Could Your Business Continuity Plan Have Survived Hurricane Irma?

September 26, 2017
Bob Stark
hurricane warning

Weather and hurricanes have dominated much of the headlines over the past month and our hearts go out to those who were impacted in any way.

If there is a business lesson to be learned from natural disasters like Hurricane Irma, it’s the importance of proper and ongoing business continuity planning (BCP), a strategy for keeping an organization operating during an unplanned event, such as an earthquake, hurricane or something else. According to a 2017 survey by CFO Research, just 33 percent of senior financial executives felt their organizations were prepared to recover from a natural disaster.

Tragedies like Irma – and Hurricane Harvey before that -- remind treasurers and financial professionals to always test and refine the effectiveness of their plans. Here are four simple best practices to never forget when testing the integrity of a business continuity plan:

Don't chase scenarios -- Very few would have predicted a scenario where tens of millions are evacuating an entire the state to escape a hurricane's potential path. In general, many Floridians’ evacuation plans are to simply drive to the opposite coast. While historically this has been an effective strategy, this scenario was different and that is the point of business continuity planning. Don't plan for the scenario – plan for the loss condition. And the loss condition is that the treasury team is unable to access the office for several days, several weeks, or possibly ever again. It doesn't matter why they can't get to the office.

Additional reading: Business Continuity Planning Guide: Why Treasury Needs a Plan B

Working remotely may not always be possible – Many business continuity plans are built around the ability to work from home, the closest coffee shop, or at worst a nearby hotel. In this case, none of those options were likely as Floridians were stuck in traffic trying to leave the state. So that leaves working from a car. This is possible with a cloud treasury management system (TMS) and a smart phone, although even then, it may not be a sustainable strategy for more than emergency treasury activities. 

Substitute treasury personnel – Effective business continuity plans will include the possibility that treasury functions need to be performed by other people for short and longer term periods. Again, the scenario (e.g. hurricane evacuation or the whole team winning Powerball) doesn’t matter. A contingency for other people from other locations continuing treasury operations must be built into planning. Again, this can be accommodated by a cloud TMS that is very well documented – ideally within the actual configuration of the system to simplify onboarding of new personnel.

Prioritize security – One of the biggest fears for chief information security officers (CISOs) is that information security practices in an emergency situation are inconsistent with the security controls implemented during normal operations. The reason for this fear is simple: if security was lesser in an emergency condition (e.g., the power or internet goes out to the head office) then opportunistic cybercriminals might be more inclined to try and exploit this scenario.

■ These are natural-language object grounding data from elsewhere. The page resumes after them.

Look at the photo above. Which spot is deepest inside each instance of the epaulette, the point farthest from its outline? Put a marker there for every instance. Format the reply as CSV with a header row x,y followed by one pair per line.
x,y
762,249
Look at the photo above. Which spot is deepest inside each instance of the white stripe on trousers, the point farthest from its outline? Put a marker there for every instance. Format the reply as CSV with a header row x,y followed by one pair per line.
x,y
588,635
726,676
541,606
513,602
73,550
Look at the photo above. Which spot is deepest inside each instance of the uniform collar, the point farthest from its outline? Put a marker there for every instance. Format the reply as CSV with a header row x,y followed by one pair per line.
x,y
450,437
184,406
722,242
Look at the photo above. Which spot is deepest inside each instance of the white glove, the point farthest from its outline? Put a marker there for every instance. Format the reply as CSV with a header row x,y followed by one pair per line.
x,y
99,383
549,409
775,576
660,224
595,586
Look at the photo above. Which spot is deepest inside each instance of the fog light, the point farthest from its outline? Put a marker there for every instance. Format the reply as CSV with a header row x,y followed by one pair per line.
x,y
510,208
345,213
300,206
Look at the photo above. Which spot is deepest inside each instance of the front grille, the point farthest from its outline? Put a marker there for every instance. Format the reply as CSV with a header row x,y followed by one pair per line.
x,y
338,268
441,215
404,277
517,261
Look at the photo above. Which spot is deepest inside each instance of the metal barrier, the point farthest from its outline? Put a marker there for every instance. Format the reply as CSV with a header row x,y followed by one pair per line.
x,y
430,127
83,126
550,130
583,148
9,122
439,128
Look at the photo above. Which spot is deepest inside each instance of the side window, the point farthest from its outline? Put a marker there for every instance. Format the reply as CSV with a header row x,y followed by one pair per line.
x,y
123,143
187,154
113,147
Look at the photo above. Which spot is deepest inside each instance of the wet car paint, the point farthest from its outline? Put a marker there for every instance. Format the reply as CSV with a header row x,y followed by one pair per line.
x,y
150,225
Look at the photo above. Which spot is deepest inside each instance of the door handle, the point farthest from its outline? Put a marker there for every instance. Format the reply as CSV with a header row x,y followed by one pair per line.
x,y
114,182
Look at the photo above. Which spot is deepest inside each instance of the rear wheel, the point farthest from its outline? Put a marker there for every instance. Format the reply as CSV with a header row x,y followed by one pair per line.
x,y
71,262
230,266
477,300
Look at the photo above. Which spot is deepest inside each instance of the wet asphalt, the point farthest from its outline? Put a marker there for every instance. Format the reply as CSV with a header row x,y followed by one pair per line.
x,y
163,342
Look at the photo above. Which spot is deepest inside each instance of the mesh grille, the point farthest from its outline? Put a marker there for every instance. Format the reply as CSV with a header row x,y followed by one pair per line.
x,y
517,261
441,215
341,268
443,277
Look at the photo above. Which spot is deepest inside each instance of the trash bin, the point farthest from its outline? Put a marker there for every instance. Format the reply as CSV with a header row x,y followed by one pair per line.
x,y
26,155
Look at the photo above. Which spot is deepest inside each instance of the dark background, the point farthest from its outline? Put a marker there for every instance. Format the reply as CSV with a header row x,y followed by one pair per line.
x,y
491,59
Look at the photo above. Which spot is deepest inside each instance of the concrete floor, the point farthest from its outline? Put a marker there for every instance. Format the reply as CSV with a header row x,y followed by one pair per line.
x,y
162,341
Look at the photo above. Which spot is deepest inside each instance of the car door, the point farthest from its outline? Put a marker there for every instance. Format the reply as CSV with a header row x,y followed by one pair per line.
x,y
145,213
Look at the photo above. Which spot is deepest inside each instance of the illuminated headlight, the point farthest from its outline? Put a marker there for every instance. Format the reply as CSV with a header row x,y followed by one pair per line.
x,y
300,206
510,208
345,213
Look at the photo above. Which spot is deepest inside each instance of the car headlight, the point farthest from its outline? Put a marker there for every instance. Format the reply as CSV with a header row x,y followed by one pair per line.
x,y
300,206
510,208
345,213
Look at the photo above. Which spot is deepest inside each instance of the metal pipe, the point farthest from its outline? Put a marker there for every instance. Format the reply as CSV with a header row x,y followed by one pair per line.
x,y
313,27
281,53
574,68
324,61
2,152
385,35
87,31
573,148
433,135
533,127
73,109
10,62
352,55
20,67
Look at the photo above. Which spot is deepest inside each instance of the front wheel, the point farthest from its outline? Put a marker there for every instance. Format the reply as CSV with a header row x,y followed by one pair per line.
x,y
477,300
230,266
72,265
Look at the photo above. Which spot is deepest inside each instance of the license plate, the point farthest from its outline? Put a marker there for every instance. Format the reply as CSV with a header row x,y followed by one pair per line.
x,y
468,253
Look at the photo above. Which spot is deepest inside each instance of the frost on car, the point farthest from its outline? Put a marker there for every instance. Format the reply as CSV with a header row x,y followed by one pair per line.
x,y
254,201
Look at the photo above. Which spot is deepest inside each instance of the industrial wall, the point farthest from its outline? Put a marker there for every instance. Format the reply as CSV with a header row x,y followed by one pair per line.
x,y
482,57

For treasury, business continuity security requirements must include:

  • Application security – What information is required for personnel to access treasury and payment systems? Is multi-factor authentication a requirement when logging in from outside the office? How are logins without appropriate credentials, requests to reset passwords, or even login attempts from suspicious locations (e.g. North Korea) managed?
  • Payment controls – Payments are the biggest target for obvious reasons. Policies for initiation, approval and documentation of payments must be followed in emergency situations – for all types, amounts and geographies. Any inconsistency is ripe for exploitation by cybercriminals who test these defenses through spear phishing and other information-gathering techniques. It is also recommended to again use security options like two-factor authentication (2FA) for payment approvals.
  • Payment screening – In addition to standard payment controls, treasury teams should consider internal and external payment screening. External screening requires real-time screening of payments against sanction lists such as OFAC. Internal screening consists of real-time matching of payment details against company-defined rules, looking for irregular or suspicious payment activity. Examples could be a payment to a newly changed bank account, multiple payments that cumulatively exceed a payment limit, or supplier payments modified after import from the ERP. Screening against these possibilities and a forced workflow to resolve various threat levels is critical to preventing payment fraud in emergency situations.

Effective business continuity planning is a critical process, especially as the threat of fraud and cybercrime continues to increase. Business continuity is not just for those affected by natural disasters – human or system initiated attacks must also be considered to ensure your treasury processes, people, and information are not threatened. Treasury is too critical a process to be unavailable to the organization for any period of time.